Leading Human Rights Groups Urge Iran to Release Held American-Iranians [on Haleh Esfandiari, et al.]

CAIRO, Egypt: Leading human rights groups jointly urged Tehran on Thursday to immediately release American-Iranian scholars and activists held by Iran on suspicion of spying and banned from leaving the country.

The call came as the United States confirmed Thursday that Iran is holding four dual U.S.-Iranian nationals in custody in Tehran’s notorious Evin Prison.

The four include Haleh Esfandiari, director of the Middle East Program at the Washington-based Woodrow Wilson Center for Scholars; Kian Tajbakhsh with George Soros’ Open Society Institute; journalist Parnaz Azima from the U.S.-funded Radio Farda; and Ali Shakeri, a peace activist and founding board member at the University of California, Irvine’s Center for Citizen Peacebuilding.

In a joint statement, London-based Amnesty International, Human Rights Watch in New York, Reporters without Borders from Paris, the International Federation for Human Rights and 2003 Nobel Peace Prize laureate Shirin Ebadi, urged Iran to stop “harassment of dual nationals.”

The detentions were an “attempt by Iran’s security authorities to sow fear into the wider community of journalists, writers, scholars and activists,” said the statement, made available to The Associated Press in Cairo.

The held Iranian-Americans are professionals whose “exchanges with counterparts in other parts of the world underscore both their commitment to enhance mutual respect and recognition of human dignity through dialogue,” the groups said.

Esfandiari, Tajbakhsh and Azima have been charged with endangering Iran’s national security and espionage, Iran’s judiciary spokesman said Tuesday.
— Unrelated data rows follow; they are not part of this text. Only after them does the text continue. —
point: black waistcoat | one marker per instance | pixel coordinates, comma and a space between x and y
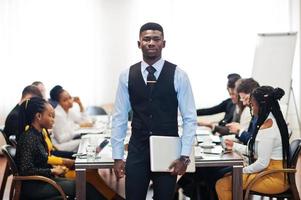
154, 111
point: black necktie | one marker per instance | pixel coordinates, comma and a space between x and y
151, 79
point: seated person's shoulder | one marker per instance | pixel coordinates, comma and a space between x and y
267, 124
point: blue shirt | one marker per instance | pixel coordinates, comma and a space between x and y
123, 106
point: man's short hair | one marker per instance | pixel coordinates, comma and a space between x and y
32, 90
232, 78
247, 86
151, 26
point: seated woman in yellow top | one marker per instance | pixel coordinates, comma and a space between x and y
92, 175
268, 148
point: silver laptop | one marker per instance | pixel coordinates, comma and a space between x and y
164, 150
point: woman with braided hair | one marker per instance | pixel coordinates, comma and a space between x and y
32, 154
267, 149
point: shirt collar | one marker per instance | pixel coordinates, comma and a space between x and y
157, 65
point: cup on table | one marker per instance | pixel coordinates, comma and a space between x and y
208, 140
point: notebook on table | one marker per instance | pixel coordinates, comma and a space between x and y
164, 150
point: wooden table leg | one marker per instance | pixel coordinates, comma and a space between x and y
237, 190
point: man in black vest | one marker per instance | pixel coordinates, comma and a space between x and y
153, 89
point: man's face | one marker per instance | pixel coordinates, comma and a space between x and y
151, 43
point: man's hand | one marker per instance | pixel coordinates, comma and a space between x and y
119, 168
179, 166
234, 127
229, 144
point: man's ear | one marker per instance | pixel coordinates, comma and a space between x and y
138, 42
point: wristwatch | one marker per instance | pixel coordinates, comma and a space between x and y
185, 160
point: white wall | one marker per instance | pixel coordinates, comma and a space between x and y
84, 44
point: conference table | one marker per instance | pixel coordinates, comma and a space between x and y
203, 158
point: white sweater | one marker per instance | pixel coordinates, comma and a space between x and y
64, 128
267, 146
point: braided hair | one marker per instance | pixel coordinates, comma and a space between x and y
28, 110
267, 99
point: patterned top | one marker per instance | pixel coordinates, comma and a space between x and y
32, 154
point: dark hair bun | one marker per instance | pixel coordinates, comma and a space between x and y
55, 92
278, 93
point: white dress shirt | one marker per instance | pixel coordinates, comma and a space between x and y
64, 128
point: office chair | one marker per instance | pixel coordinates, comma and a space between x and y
292, 192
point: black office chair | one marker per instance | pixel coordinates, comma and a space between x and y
15, 191
95, 110
13, 140
3, 141
292, 192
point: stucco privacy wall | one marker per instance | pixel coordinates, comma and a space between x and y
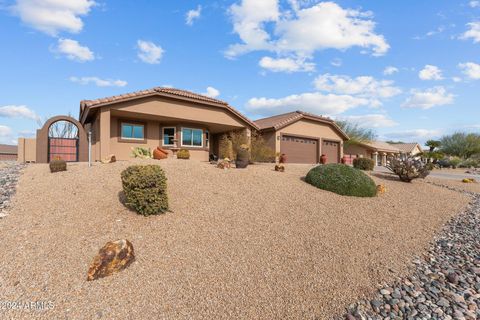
309, 128
27, 150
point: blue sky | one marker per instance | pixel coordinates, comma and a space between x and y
409, 69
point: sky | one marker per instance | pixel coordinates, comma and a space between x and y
408, 69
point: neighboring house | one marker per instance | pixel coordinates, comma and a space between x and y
8, 152
303, 137
379, 151
165, 117
408, 149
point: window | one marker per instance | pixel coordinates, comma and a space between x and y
168, 136
132, 131
192, 137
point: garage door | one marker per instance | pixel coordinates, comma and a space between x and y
332, 150
299, 150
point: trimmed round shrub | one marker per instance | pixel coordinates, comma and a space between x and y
145, 189
342, 179
57, 165
363, 164
183, 154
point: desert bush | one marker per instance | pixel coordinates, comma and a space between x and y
57, 165
469, 163
363, 164
183, 154
260, 151
145, 189
454, 162
342, 179
408, 169
141, 152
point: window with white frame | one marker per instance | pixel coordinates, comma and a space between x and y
133, 131
168, 136
192, 137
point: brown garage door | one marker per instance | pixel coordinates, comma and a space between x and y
332, 150
299, 150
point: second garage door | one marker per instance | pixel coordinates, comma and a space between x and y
299, 150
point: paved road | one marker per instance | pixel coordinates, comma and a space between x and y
441, 175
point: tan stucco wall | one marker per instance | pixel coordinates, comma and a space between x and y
27, 150
186, 111
358, 150
312, 129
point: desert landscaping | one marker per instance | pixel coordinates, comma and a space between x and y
249, 244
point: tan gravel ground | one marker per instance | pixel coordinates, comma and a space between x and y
472, 187
239, 244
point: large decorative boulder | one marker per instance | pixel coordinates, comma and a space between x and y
113, 257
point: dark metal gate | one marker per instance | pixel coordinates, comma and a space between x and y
63, 148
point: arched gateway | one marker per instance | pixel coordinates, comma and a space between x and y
62, 137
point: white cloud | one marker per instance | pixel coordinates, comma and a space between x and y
286, 65
364, 86
436, 96
74, 51
13, 111
390, 70
212, 92
99, 82
372, 120
53, 16
473, 32
149, 52
193, 15
337, 62
430, 72
471, 70
300, 32
316, 102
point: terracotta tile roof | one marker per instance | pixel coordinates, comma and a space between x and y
8, 149
406, 147
279, 121
87, 104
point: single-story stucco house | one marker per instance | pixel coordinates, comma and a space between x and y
379, 151
303, 136
165, 117
8, 152
176, 119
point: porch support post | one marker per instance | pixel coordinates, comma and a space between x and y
104, 133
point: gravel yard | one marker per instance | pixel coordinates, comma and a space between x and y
250, 244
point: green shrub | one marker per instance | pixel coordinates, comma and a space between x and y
183, 154
58, 165
141, 152
469, 163
342, 179
363, 164
454, 162
145, 189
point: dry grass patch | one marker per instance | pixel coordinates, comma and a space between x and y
244, 244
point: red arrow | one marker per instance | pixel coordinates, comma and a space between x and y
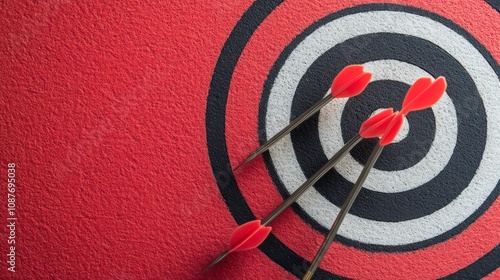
424, 93
245, 237
351, 81
386, 124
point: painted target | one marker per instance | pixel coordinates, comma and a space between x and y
429, 194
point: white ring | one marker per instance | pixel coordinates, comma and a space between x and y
432, 164
338, 31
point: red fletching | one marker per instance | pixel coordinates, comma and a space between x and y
423, 94
248, 236
351, 81
377, 124
392, 129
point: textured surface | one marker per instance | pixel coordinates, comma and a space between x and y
106, 112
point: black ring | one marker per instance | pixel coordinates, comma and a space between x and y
216, 110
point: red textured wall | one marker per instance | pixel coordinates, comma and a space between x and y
103, 113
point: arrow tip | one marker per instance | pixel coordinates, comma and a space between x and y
215, 261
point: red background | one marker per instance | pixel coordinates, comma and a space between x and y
103, 112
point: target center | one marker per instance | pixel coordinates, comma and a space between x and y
403, 132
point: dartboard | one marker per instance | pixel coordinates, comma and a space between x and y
122, 123
432, 193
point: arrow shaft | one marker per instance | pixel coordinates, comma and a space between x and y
343, 212
296, 122
311, 181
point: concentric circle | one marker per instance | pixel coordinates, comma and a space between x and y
410, 213
280, 248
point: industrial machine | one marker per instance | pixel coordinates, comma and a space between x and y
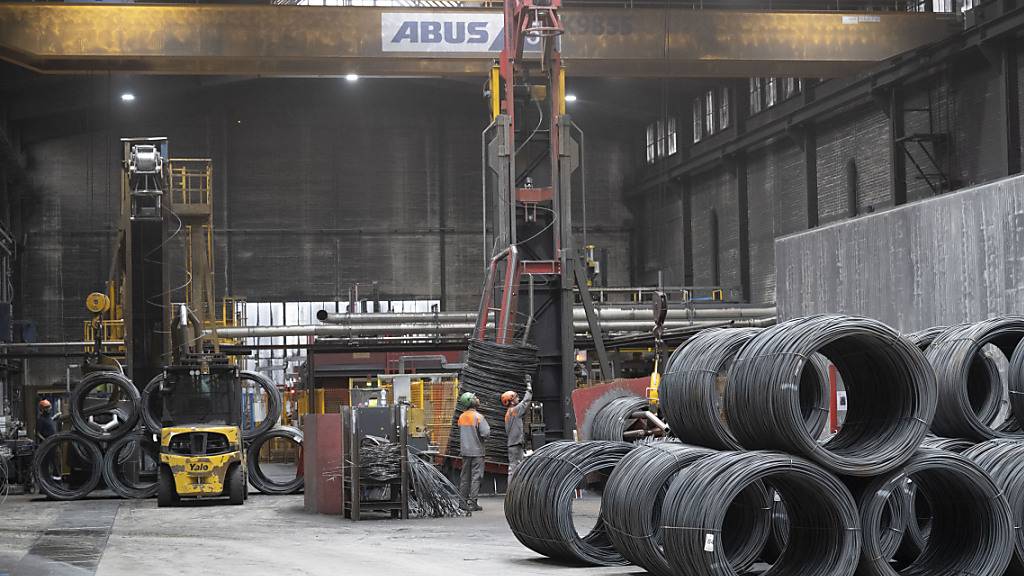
201, 446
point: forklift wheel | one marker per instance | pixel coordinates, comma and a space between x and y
167, 494
236, 485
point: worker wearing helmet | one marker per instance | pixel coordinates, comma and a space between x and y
473, 432
514, 413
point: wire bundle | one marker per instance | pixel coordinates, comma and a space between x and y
824, 536
433, 494
632, 508
969, 393
380, 459
1004, 460
888, 380
258, 478
611, 421
972, 530
492, 369
539, 501
690, 393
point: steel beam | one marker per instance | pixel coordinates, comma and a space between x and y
273, 40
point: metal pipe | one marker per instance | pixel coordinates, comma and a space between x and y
633, 314
461, 328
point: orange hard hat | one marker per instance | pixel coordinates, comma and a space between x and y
508, 398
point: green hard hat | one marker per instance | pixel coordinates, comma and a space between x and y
466, 400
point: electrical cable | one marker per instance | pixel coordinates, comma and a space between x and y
131, 449
540, 495
970, 395
890, 385
492, 369
84, 458
1004, 460
259, 479
631, 508
972, 528
120, 409
824, 528
611, 421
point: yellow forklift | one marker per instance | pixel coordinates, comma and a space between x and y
201, 445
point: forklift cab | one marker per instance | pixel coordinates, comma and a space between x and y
201, 445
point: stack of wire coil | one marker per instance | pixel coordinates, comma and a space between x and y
492, 369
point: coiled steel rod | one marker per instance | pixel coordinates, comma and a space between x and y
891, 389
824, 536
631, 508
972, 528
539, 501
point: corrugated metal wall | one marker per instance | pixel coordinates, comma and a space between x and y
957, 257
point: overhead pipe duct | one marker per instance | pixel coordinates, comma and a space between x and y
461, 328
634, 314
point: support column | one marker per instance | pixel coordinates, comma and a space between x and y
742, 207
898, 158
1012, 98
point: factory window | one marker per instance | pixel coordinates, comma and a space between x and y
792, 87
697, 120
710, 127
660, 138
651, 144
723, 108
756, 95
671, 136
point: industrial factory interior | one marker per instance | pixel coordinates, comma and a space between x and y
512, 287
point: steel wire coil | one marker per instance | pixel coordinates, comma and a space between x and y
1015, 380
258, 477
890, 386
693, 384
972, 529
824, 535
134, 449
1004, 460
631, 507
611, 421
110, 415
539, 501
85, 458
274, 404
492, 369
970, 394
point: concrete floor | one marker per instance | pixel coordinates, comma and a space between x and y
268, 535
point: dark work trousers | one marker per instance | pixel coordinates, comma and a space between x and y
469, 482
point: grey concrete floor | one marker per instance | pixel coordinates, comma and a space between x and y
268, 535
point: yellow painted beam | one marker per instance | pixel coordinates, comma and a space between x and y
275, 40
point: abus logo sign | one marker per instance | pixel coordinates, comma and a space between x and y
442, 32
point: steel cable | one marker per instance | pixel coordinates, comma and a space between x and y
631, 508
969, 394
258, 477
611, 421
824, 535
890, 386
1004, 460
972, 529
492, 369
84, 457
539, 501
134, 448
107, 417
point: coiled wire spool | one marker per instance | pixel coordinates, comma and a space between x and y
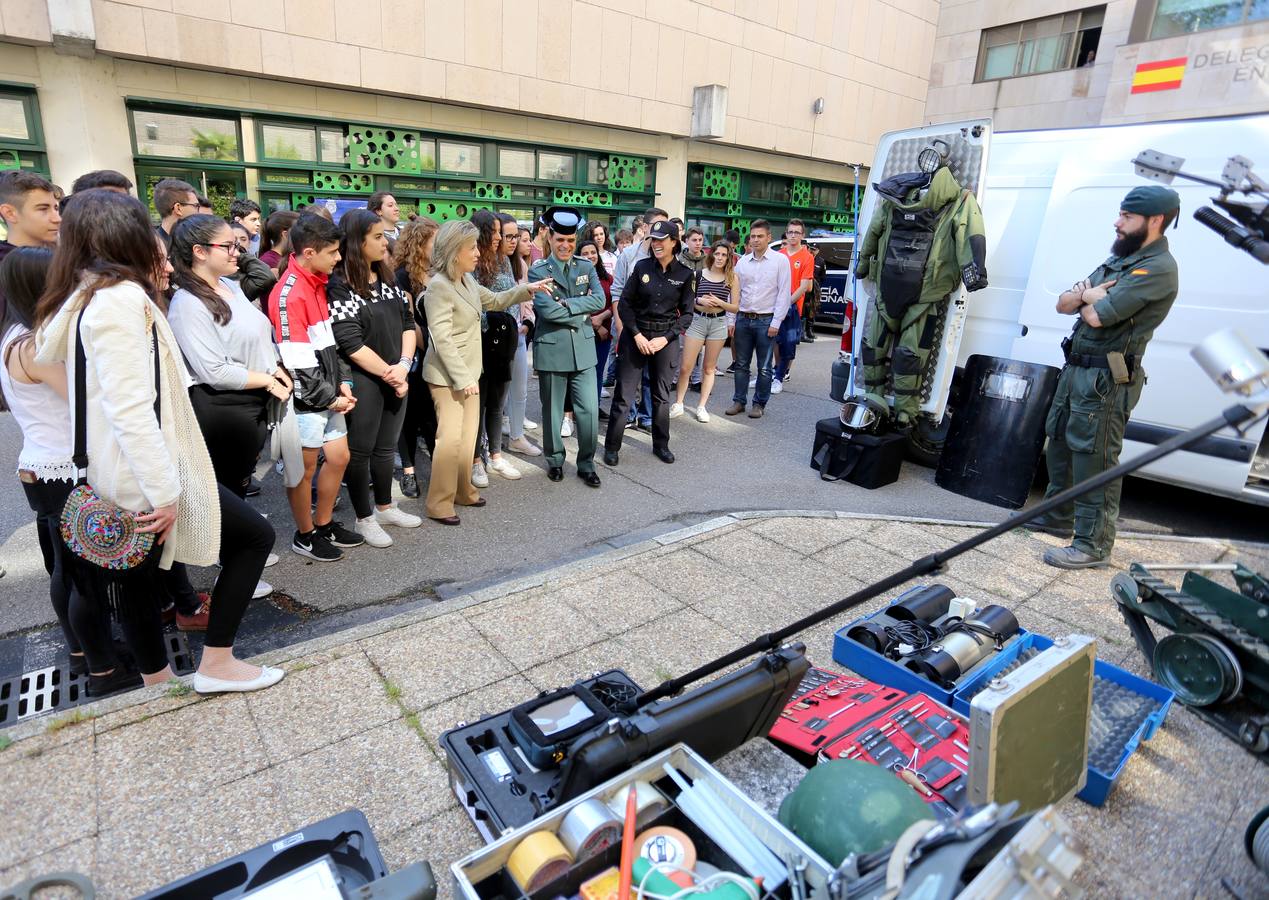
1199, 668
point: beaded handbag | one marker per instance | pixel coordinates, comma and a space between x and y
97, 531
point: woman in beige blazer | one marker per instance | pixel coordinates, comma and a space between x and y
452, 367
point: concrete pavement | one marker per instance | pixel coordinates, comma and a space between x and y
151, 786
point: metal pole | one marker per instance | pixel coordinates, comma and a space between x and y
1234, 416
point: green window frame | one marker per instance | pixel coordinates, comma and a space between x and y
23, 149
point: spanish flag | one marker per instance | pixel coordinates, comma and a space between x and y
1161, 75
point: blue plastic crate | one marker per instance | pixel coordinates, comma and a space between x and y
883, 670
1102, 777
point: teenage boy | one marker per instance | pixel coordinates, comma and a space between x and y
174, 201
302, 329
248, 213
385, 206
29, 210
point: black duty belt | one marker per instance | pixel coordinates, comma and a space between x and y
1090, 361
655, 325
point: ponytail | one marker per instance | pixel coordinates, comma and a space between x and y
188, 234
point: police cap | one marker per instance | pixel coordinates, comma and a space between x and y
562, 220
1151, 199
661, 230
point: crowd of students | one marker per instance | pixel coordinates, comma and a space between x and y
326, 352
It was not immediately clear if Shakeri — who was supposed to leave Iran and fly to Europe on May 13 but never arrived at his destination — has also been charged.

U.S. State Department spokesman Tom Casey on Thursday confirmed that Shakeri is also in custody at Evin.

All four Iranian-Americans were in Iran visiting family members or engaged in professional work, according to Casey and their relatives and employers.

Casey said there had been no response to requests for access to the prisoners by Swiss diplomats who represent U.S. interests in Iran and repeated denials that any of the four are spies or are employed by the U.S. government.

Esfandiari and her organization have been accused by the Iranian Intelligence Ministry of trying to set up networks of Iranians with the ultimate goal of creating a “soft revolution” in Iran, along the lines of the revolutions that ended communist rule in Eastern Europe. The ministry alleges the Open Society Institute, which seeks to promote democracy, was part of the conspiracy.

Esfandiari’s husband, Shaul Bakhash, the Wilson Center and the Open Society Institute deny the allegations.

U.S. Secretary of State Condoleezza Rice called the treatment of Esfandiari and the other Iranian-Americans “a perversion of the rule of law.”

“These charges are politically motivated and only serve to further isolate Iranian civil society,” the human rights groups said.

Their statement said Tehran has also confiscated the passport of Mehrnoush Solouki, a French-Iranian journalism student from Quebec University, preventing her from leaving Iran, where she was making a documentary.

A fifth American citizen, former FBI agent Robert Levinson, has been missing in Iran since early March, and Washington has cast severe doubt on Iranian claims to have no information about him.

The United States broke diplomatic relations with Iran after the 1979 Islamic Revolution and the hostage crisis at the U.S. Embassy in Tehran. The poor ties since then were exacerbated in recent months by rising tensions over Iran’s nuclear program and U.S. allegations that Tehran is supporting armed groups in Iraq.

Last week, Iran said it has uncovered spy rings organized by the United States and its Western allies.